Posted: Tue 16th Oct 2018
Building your business as a female entrepreneur can means facing barriers which your male counterparts don't have to deal with.
Ashleigh Hinde, founder and CEO of direct-to-consumer contact lens brand Waldo, shares her experiences and recommendations on how to tackle these barriers head on.
There has been progress
We've made serious progress in recent years. However, there's no denying that there are fewer female entrepreneur role models in business today than there are male. It's an undeniable fact.
Personally, I've experienced the difficulties of growing a business as a female entrepreneur first-hand. But I've been sure not to let it stifle my success as a founder.
Co-founders: yes or no?
One recurring issue I experienced in the early days was the recommendation from many influential, successful business people that I should consider bringing onboard a male co-founder.
While I respected the advice of those around me, I couldn't get my head around the idea that someone's gender could influence the success of Waldo.
Had I succumbed to pressure and opted to bring on board a co-founder, this could well have formed a barrier for the company as it would have meant the entire long-term business plan changing. So, I stuck to my guns and went it alone – a decision I'm very confident was the right one for Waldo.
Finance for female business owners
Another issue is the alarmingly low amount of funding that is awarded to female founders as opposed to male ones. I've noticed that external factors (such as family issues and the potential for maternity leave) often casts doubt in the minds of investors when considering investing in young female entrepreneurs.

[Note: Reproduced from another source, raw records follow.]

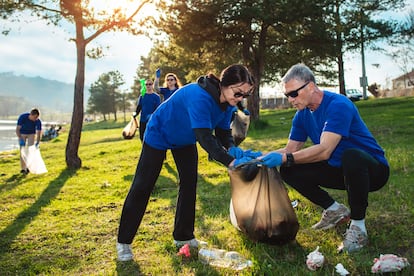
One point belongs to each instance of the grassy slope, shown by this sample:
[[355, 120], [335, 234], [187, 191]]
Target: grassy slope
[[65, 222]]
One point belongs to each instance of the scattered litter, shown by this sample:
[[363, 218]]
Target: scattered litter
[[340, 269], [184, 250], [223, 258], [315, 259], [389, 263]]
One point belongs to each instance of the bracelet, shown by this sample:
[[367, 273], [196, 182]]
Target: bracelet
[[289, 159]]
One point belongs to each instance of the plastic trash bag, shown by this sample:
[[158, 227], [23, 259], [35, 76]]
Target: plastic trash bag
[[129, 130], [260, 206], [315, 259], [33, 159], [239, 127], [389, 263], [223, 258]]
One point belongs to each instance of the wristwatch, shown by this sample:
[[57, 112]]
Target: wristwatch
[[289, 159]]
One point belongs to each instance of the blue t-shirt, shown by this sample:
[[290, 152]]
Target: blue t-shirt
[[339, 115], [171, 125], [27, 125], [148, 104], [167, 92]]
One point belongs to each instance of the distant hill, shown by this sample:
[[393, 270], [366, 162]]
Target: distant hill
[[20, 93]]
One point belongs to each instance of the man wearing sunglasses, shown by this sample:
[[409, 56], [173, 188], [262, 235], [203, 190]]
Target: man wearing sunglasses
[[344, 155]]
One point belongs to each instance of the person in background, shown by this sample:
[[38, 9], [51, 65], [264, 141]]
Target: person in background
[[28, 131], [171, 84], [344, 155], [192, 114], [147, 104]]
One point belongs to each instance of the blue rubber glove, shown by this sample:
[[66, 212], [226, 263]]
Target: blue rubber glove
[[236, 152], [240, 161], [252, 154], [273, 159]]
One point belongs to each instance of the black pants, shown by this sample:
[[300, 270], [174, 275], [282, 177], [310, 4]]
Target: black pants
[[360, 174], [147, 172]]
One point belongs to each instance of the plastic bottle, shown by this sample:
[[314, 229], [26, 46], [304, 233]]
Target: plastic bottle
[[223, 258]]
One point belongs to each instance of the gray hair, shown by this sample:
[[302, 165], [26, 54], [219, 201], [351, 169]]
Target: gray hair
[[299, 72]]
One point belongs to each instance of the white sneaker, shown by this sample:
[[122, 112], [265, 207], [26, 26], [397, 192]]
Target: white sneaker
[[124, 252], [192, 243]]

I'm constantly encouraging any female founders I speak with to fight for their funding if they truly want it, but this is a worldwide issue that can be very frustrating for those who experience difficulty.

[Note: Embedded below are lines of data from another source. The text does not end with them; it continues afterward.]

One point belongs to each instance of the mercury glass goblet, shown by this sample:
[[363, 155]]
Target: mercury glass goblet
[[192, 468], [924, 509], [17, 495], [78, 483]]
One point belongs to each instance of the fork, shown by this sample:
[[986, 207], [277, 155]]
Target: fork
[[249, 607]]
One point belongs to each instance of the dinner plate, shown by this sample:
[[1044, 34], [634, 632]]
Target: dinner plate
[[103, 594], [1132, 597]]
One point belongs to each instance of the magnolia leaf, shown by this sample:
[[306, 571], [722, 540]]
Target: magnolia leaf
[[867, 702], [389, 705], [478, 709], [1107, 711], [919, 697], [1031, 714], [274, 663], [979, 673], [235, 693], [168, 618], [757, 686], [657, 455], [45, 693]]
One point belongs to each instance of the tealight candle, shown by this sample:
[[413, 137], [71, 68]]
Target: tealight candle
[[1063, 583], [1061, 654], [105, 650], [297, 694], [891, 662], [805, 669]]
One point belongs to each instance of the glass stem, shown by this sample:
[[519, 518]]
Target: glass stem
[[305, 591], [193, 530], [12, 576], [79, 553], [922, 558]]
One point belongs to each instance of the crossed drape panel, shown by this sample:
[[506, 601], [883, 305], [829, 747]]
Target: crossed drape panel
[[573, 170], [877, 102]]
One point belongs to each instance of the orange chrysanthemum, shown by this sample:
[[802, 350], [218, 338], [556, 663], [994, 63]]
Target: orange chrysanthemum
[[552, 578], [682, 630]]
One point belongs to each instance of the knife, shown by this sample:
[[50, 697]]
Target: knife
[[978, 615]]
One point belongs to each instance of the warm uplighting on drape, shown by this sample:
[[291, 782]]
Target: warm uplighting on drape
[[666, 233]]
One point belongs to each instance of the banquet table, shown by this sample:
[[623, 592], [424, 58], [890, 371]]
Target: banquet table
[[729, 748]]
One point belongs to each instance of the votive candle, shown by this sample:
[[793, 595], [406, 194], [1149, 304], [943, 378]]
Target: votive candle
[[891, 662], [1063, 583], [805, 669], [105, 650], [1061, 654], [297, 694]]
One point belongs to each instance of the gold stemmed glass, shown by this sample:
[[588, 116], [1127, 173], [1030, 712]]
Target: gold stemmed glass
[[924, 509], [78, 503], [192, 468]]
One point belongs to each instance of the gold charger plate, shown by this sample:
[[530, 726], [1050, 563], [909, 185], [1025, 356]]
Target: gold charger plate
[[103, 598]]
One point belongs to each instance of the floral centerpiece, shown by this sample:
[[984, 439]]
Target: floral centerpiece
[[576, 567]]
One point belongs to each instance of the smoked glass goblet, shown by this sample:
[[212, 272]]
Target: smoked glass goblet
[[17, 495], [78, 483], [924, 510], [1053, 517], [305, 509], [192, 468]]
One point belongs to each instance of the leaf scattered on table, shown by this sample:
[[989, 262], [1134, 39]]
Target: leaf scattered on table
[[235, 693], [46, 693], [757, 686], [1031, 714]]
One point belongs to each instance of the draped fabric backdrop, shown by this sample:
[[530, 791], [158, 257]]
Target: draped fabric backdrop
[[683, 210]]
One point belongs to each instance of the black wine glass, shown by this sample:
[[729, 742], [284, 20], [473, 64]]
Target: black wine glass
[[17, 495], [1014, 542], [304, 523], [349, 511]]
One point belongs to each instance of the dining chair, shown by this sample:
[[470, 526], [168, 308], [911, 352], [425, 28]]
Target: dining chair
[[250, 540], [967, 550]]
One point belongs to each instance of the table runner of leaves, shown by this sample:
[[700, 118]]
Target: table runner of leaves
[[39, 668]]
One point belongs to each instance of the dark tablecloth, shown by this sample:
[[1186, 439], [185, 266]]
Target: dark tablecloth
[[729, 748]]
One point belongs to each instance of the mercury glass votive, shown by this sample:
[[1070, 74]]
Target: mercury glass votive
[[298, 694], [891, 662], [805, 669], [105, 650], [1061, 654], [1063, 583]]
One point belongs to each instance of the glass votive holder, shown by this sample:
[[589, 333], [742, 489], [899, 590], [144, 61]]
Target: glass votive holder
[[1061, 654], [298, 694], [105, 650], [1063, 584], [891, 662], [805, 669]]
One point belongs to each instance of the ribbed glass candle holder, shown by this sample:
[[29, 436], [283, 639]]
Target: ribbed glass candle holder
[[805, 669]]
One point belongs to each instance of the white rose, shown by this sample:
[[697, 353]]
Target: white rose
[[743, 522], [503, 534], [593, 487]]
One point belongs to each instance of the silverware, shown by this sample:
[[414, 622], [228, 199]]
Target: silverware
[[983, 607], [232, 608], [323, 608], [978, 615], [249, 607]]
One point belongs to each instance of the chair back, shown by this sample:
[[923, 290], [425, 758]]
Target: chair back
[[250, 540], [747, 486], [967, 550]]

Networking and business support
When it comes to building a business in a fairly male-dominated industry, I've got very used to being the only female in the room.
I'll admit, this felt intimidating to begin with. Fortunately, there are more and more female entrepreneur support groups starting up to help with this, and although I haven't felt the need to use them, I'm grateful to have them so widely available.
Due to the old-fashioned stereotype that females are the weaker gender in a corporate situation, we often subconsciously feel less confident when asking for help, as we don't want to seem weaker than our male counterparts.
The reality is, though, that everyone needs help. Never be afraid to ask. Get a group of people together who can grill you on your business, people who you trust and who would have a sense of what questions to ask.
Since we launched Waldo last year, I've called upon friends, family, mentors and other external bodies for advice. When making business decisions, it's important that I gain a well-rounded overview of all options and take into account various viewpoints that I might not have considered otherwise.
Calling on a variety of different people from different working backgrounds helps me to do this. Never underestimate how willing people are to lend a hand.
Overall, my one overriding piece of advice to other female entrepreneurs starting out on their journey would be don't let any of these issues become barriers. They might be tough to overcome, but they are absolutely solvable.
I've learnt over the past year that I'll continue to weather major ups and downs as a founder, more than in any other job. I need to take it in my stride and know that the process of building a business isn't always plain-sailing. But that's what makes it fun and rewarding.
Seeing the progress made in recent years by female entrepreneurs rising through the ranks is exciting and reassuring. It's clear that it's only a matter of time before we're truly on an equal footing with male founders.